S131 Human macrophage model of biomass smoke exposure shows impaired ingestion of Streptococcus pneumoniae
Background Three billion people worldwide, primarily in less economically developed countries use biomass fuel (BMF) as their main source of household energy. In children, the risk of pneumonia is increased by exposure to BMF smoke by a factor of 1.8. In adults, an epidemiological association between acute pneumonia and outdoor air pollution and tobacco smoke exposure has been demonstrated but there are no data confirming an association between pneumonia and BMF smoke exposure. Few mechanistic studies have been performed in humans investigating the association between BMF exposure and S pneumoniae. This work aimed to assess the phagocytic ability of particulate matter (PM) challenged macrophages on fluorescent labelled beads and S pneumoniae.

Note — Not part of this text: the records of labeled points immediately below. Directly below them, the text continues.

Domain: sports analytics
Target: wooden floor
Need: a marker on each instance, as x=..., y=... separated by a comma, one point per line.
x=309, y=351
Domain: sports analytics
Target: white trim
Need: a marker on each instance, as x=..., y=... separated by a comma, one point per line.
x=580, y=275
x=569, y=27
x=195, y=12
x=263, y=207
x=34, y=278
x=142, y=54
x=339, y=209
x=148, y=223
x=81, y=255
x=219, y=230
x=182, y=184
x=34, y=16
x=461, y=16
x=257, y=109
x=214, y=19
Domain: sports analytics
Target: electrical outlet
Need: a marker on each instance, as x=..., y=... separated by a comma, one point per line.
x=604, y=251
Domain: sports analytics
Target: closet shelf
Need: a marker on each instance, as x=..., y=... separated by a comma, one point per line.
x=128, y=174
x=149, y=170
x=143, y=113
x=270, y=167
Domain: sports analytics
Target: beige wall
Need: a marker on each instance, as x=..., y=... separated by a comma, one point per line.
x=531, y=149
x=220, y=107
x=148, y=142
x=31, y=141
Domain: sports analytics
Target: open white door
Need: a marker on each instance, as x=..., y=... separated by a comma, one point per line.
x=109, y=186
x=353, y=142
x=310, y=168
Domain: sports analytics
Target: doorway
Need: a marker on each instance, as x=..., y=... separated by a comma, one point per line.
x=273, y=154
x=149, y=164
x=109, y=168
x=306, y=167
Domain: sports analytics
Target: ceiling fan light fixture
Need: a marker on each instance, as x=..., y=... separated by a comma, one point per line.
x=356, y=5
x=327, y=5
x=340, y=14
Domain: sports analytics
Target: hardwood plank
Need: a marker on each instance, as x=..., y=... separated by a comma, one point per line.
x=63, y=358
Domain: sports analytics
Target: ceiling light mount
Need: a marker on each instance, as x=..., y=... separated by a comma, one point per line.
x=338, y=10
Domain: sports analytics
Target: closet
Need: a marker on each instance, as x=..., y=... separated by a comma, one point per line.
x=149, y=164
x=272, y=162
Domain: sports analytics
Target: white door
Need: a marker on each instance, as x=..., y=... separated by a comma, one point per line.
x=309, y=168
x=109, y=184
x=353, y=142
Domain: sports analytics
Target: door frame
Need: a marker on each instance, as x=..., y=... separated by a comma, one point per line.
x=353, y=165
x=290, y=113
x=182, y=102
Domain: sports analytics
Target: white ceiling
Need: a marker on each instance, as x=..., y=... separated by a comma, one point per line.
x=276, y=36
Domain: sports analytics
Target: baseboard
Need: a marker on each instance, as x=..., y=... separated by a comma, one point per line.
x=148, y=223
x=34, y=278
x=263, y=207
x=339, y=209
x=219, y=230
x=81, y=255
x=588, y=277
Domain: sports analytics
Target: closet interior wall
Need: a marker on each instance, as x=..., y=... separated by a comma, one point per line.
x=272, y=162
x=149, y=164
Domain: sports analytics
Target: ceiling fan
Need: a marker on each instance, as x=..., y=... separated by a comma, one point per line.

Methods In order to model BMF exposure, monocyte derived macrophages (MDMs), from 12 day old buffy coats, were challenged with different types and doses of PM (fine carbon black (FCB), Malawi wood and Norwegian wood). The percentage area of the macrophage cytoplasm that PM occupied (PM load) was calculated using image analysis software (Image SXM). The ability of PM challenged MDMs to phagocytose fluorescent labelled beads and S pneumoniae was assessed by counting the beads / bacteria associated with MDMs, using fluorescent microscopy.

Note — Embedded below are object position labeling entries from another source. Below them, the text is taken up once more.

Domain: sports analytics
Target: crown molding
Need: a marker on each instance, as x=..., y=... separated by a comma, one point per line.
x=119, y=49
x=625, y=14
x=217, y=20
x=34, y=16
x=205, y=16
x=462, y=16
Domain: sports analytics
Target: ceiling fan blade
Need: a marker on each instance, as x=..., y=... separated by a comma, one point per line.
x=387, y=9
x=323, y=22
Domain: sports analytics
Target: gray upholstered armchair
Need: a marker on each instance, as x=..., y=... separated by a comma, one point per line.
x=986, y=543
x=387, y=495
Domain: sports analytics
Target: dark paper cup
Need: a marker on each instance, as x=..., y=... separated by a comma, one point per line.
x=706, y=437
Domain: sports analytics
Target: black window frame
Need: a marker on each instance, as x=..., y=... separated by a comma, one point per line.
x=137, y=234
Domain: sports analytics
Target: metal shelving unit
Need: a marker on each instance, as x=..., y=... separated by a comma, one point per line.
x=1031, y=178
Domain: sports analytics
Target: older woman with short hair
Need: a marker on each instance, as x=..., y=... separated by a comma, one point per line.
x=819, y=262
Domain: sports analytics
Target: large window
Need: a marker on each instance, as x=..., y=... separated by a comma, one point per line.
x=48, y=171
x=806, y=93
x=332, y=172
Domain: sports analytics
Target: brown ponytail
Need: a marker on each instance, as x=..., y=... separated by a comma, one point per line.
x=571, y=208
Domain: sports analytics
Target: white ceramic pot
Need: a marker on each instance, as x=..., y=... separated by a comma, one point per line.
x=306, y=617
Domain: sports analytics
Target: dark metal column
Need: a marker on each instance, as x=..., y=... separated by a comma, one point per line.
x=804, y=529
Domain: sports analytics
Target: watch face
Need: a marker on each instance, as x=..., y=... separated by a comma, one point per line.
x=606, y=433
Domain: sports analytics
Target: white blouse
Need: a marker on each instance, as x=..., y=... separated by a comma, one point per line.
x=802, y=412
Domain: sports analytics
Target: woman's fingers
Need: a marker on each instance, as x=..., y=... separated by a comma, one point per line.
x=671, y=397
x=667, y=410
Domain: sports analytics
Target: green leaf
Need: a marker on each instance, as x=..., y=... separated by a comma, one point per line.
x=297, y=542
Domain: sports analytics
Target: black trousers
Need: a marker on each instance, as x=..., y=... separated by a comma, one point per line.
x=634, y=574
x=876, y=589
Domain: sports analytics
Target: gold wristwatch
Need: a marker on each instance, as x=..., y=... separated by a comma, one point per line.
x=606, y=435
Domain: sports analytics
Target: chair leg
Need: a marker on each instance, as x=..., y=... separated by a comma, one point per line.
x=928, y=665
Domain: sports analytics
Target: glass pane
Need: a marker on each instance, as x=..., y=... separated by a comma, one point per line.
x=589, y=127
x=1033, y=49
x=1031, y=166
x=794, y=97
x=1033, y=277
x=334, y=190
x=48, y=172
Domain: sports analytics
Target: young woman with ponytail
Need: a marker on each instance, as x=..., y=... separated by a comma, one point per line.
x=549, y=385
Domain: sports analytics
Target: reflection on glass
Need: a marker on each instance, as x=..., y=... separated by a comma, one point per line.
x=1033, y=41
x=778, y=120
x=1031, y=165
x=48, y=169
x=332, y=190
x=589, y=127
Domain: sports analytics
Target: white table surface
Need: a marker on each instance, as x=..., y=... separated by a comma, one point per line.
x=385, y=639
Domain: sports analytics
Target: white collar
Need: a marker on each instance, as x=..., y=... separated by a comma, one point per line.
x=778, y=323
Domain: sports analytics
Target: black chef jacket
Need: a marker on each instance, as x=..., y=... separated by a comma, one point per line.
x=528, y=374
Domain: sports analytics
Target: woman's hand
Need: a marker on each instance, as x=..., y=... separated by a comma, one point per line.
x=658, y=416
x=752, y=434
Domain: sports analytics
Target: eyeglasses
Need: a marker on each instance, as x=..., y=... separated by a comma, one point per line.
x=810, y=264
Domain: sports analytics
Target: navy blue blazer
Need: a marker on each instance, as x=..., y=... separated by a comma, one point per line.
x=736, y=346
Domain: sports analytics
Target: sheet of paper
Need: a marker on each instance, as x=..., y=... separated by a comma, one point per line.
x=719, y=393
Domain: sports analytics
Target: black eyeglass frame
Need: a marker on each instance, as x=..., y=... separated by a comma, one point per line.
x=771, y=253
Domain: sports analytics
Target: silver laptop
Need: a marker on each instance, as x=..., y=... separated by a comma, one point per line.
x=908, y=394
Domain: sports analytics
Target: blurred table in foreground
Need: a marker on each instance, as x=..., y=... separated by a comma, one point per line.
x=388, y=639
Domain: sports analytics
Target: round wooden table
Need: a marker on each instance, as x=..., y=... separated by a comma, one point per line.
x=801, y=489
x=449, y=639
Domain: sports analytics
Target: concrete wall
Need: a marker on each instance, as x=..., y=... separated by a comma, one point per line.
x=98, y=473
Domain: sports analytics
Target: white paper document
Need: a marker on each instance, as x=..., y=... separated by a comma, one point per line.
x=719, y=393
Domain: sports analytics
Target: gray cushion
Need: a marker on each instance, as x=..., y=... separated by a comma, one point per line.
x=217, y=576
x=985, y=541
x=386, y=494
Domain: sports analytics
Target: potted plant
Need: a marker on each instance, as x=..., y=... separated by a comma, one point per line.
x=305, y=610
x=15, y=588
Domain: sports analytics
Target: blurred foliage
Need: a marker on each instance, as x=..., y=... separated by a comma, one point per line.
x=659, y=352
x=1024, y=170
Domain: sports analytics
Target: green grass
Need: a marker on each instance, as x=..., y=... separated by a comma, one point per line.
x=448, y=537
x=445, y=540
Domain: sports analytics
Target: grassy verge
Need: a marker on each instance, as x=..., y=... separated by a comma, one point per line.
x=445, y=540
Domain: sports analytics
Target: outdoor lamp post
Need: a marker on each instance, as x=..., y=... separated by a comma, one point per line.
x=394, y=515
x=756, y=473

Results Increasing the PM dose was associated with a decrease in the percentage of cells associated with S pneumoniae (Abstract S131 figure 1A) and beads. The same result was observed when the average number of S pneumoniae (or beads) within cells was used as the outcome measure. With all three PMs used, a lower PM load was correlated with a higher capacity to phagocytose S pneumoniae and beads. Malawi wood and Norwegian wood impaired MDMs phagocytic ability more than FCB (Abstract S131 figure 1B).

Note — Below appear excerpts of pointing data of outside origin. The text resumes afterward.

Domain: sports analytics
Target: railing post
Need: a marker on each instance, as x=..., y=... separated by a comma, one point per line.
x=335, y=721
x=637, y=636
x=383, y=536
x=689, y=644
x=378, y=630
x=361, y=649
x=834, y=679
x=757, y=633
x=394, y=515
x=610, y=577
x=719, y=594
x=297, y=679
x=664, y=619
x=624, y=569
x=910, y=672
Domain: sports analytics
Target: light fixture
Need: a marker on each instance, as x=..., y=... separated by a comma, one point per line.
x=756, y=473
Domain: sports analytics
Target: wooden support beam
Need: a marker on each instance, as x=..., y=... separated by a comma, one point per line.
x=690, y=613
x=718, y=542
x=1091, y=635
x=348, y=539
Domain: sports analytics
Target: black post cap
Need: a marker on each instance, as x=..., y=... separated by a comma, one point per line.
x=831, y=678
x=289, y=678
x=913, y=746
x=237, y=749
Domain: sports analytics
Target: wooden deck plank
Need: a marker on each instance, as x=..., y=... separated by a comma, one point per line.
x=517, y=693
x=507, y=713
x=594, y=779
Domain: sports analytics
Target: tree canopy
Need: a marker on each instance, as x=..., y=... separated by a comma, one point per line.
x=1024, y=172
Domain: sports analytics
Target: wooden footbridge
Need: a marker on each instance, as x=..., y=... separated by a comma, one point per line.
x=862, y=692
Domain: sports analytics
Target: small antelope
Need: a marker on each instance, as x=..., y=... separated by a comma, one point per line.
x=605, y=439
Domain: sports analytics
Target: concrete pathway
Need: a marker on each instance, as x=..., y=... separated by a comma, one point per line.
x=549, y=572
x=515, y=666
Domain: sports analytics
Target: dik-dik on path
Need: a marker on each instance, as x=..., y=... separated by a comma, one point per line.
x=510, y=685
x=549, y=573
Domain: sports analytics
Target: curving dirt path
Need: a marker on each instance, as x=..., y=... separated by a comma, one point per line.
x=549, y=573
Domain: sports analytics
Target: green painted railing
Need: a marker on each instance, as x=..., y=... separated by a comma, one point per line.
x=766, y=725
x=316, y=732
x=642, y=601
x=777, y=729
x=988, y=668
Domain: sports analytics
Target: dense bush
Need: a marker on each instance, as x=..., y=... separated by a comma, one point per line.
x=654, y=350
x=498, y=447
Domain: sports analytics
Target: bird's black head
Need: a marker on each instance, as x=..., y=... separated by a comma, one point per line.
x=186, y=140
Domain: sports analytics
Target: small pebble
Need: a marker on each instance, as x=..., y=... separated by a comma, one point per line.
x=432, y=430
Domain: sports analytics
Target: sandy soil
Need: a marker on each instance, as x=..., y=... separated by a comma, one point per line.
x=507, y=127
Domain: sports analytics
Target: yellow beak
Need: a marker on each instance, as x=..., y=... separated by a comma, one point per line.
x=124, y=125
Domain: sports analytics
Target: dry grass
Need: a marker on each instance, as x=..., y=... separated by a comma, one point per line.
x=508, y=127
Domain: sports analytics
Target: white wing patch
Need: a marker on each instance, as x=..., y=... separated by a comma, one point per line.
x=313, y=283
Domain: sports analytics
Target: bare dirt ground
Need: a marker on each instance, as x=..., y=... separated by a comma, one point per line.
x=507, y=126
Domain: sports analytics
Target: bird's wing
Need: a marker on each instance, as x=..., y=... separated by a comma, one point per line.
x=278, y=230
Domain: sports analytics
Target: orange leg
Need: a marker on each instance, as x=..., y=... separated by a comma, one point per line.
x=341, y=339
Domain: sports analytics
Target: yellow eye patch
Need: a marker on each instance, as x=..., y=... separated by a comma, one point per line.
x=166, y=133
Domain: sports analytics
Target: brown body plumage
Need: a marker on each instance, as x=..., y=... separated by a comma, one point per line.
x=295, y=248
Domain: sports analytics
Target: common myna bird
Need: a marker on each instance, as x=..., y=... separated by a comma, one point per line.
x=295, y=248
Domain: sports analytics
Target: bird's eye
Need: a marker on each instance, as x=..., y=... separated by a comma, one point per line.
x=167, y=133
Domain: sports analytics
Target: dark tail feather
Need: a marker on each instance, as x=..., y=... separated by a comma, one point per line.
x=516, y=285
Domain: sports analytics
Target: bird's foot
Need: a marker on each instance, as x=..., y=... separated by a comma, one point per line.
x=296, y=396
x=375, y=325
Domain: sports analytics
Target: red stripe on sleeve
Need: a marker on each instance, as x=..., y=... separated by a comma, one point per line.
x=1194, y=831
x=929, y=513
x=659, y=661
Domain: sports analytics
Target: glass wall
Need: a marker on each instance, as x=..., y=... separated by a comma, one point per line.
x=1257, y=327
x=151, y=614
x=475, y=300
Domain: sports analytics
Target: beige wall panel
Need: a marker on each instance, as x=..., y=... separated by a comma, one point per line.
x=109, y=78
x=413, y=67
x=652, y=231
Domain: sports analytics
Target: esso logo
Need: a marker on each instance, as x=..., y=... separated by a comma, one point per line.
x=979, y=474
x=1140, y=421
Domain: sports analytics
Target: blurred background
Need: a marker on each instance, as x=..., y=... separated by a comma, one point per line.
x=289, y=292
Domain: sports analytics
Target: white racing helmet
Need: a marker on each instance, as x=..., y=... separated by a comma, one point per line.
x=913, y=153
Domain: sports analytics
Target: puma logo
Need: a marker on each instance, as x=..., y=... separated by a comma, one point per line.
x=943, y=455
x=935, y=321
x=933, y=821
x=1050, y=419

Conclusions Our data demonstrate that MDMs exposed to PM have impaired ability to phagocytose beads and S pneumoniae and that wood smoke exposed MDMs had a greater phagocytic impairment than FCB. These observations support an association between BMF smoke exposure and pneumonia. Our model enables further work to be carried out on the dose-response of smoke exposure and pneumococcal disease as well as into the pathogenesis of increased susceptibility to pneumococcal infection in BMF exposed individuals.